Of course, the decision not to force Tesla to settle to an antifraud charge may have resulted from the give-and-take in the settlement negotiation.  But it may also reflect a philosophical shift at the SEC, away from the “broken windows” enforcement policy of the past toward a more tailored approach to fit the circumstances.  The SEC may have been satisfied to hold the individual actor (Musk) accountable with a fraud charge, but permit the Company to settle to a non-scienter controls charge focused on preventing future violations and to continue being led by its founder and CEO.  True, the Company itself paid a $20 million penalty, but this may have been the SEC’s reaction to the Tesla Board’s conduct both before and after Musk’s offending tweet.  This tailored approach to enforcement would fit with recent public remarks by SEC Chair Jay Clayton and Enforcement co-Chief Steve Peikin about the SEC’s desire to ensure individual accountability but also be mindful of not inflicting gratuitous harm on shareholders of public companies.  Interestingly, Tesla’s consent to the judgment explicitly bars it from seeking reimbursement of the civil penalty, but Musk has indicated that he will purchase $20 million worth of stock from Tesla in the company’s next open trading window, which will arguably soften the impact on Tesla of the civil penalty.

The specific charge against Tesla was thus failure to maintain disclosure controls and procedures (DCPs) as required by Exchange Act Rule 13a-15.  The application of Rule 13a-15 to the Tesla situation might not seem obvious, because DCPs are defined as relating specifically to Exchange Act filings.  Here there were no Exchange Act filings, and since Musk’s assertions were found to be false and misleading it is hard to argue there should have been Exchange Act filings.  There was also no violation of Regulation FD, since Musk’s Twitter account was an identified channel for disclosures pursuant to Regulation FD.  Nevertheless, the rule requiring DCPs provided a basis for the SEC to impose undertakings designed to prevent future violations.
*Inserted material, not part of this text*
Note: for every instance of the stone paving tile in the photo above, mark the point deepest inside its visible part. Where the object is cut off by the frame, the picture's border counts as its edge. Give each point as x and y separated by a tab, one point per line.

It’s important to keep that in mind, in order to draw the right lessons from Tesla.  There is no requirement, under Rule 13a-15 or otherwise, that every company must impose oversight and pre-approval on all communications by its officers.  A company might decide, after evaluating the training and practices of its officers, that this is not necessary.  But the Tesla case does provide a warning to companies as well as executives that, depending on the circumstances, additional guardrails in the form of policies, procedures or enhanced controls might be necessary based on specific, identifiable risks.